Maar als u SQL kent, kunt u uw Google Analytics-gegevens verder segmenteren door een derde en vierde dimensie toe te voegen (bijvoorbeeld locatie en apparaattype). Bovendien kunt u geavanceerde filters toevoegen (zoals alleen de 20% meest actieve gebruikers tellen) en geavanceerde berekeningen uitvoeren (zoals het gebruik van de mediaan in plaats van gemiddelde) en nog veel, veel meer dingen.

JavaScript

Beste in : het implementeren van trackingcodes; elke vorm van web-ontwikkeling oplossing

Marketingdoelen : de nauwkeurigheid of granulariteit van tracking verbeteren voor een betere gegevenskwaliteit

Moeilijkheidsgraad : 8/10

Ga de slag met : JavaScript-cursus van Codecademy

JavaScript is een van de meest gebruikte programmeertalen in webontwikkeling (naast HTML en CSS). Als iets opduikt, animeert, automatisch scrollt, sprankelt of verandert, is het waarschijnlijk geschreven in JavaScript.

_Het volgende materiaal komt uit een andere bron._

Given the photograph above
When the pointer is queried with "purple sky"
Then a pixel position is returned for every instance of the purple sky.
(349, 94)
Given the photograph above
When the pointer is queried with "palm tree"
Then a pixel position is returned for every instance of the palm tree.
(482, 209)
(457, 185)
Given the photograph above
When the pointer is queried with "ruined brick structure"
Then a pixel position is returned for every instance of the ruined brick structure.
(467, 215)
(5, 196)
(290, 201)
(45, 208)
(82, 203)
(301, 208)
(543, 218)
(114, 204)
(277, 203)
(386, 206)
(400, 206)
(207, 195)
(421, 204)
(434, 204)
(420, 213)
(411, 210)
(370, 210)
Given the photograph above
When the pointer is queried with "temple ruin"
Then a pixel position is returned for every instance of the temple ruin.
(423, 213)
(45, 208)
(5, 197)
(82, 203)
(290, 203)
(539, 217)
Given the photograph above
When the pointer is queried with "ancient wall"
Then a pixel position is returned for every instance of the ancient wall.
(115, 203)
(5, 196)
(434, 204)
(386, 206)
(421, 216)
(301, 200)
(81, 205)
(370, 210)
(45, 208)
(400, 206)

Maar voor digitale marketeers en CRO-professionals is het nog belangrijker om te weten dat bijna alle trackingcodes in JavaScript zijn geschreven.

Hier is er een die je vrijwel zeker ooit eerder hebt gezien:

gtm-containercode
De Google Tag Manager-container en de meeste trackingfragmenten maken gebruik van JavaScript.

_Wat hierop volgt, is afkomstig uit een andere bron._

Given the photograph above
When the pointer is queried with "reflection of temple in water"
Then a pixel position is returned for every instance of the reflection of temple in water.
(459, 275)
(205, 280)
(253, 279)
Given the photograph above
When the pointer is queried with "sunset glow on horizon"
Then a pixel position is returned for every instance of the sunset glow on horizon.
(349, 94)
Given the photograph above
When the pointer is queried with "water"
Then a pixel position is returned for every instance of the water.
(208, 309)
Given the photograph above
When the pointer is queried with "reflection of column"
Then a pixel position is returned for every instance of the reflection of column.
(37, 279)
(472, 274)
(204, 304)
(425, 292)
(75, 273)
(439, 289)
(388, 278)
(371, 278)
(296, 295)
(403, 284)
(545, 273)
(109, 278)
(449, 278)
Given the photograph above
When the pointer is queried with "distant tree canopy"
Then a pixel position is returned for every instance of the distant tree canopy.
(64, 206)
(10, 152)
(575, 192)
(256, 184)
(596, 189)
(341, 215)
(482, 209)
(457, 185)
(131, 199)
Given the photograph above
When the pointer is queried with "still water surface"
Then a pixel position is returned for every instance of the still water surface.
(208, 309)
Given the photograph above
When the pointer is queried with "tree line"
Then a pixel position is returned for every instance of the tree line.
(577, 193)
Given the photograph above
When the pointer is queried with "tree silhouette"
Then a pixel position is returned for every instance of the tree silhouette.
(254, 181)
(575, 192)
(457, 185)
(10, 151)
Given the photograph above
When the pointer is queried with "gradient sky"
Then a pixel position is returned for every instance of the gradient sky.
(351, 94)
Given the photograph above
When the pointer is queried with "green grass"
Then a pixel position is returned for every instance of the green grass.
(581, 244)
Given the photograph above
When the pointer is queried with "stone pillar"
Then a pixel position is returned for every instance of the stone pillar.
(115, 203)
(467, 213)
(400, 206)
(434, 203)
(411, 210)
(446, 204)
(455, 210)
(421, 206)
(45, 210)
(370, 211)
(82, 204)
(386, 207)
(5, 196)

Dat codefragment dat is gebruikt om Google Tag Manager te implementeren, is in JavaScript. Dit geldt ook voor de codefragmenten voor Google Analytics, Hotjar, Crazy Egg, Facebook, Reddit, Google Ads, DoubleClick en vele andere hulpmiddelen. Om deze trackingcodes op uw website in te voegen, hoeft u niet veel over JavaScript te weten; de meeste hulpprogramma’s hebben het proces vereenvoudigd tot een kopieer- en plakactie.

Als u echter geavanceerde tracking-achtige scroldiepte of cross-domein tracking wilt instellen, kan een basiskennis van JavaScript zorgen voor een juiste implementatie. Met geavanceerdere JavaScript-toepassingen kunt u terugkerende taken in Google-advertenties automatiseren , UTM-parameters doorgeven aan verschillende websites en profiteren van talloze andere mogelijkheden.

JavaScript is beslist moeilijker dan SQL. Het kan een paar weken duren van 1-2 uur dagelijks leren om een ​​solide basis te bouwen. Maar dat is meer dan voldoende om uw trackingscripts te begrijpen en aan te passen, de automatisering te vereenvoudigen en, nog belangrijker, de communicatie met ontwikkelaars te verbeteren.

Hoe JavaScript echte marketingproblemen oplost

Voorraad verbinden met advertentiecampagnes

Een van mijn klanten had een e-commerce bedrijf met meer dan 100.000 producten. Ze voegden constant nieuwe producten toe, stopten oude producten, waren niet meer op voorraad, of vulden hun opslagruimte met best-sellers.

Het bedrijf was zo complex dat hun advertenties het niet konden bijhouden – ze hadden elke minuut Google-advertentiecampagnes moeten starten en stoppen, maar het was onmogelijk om dat handmatig te doen.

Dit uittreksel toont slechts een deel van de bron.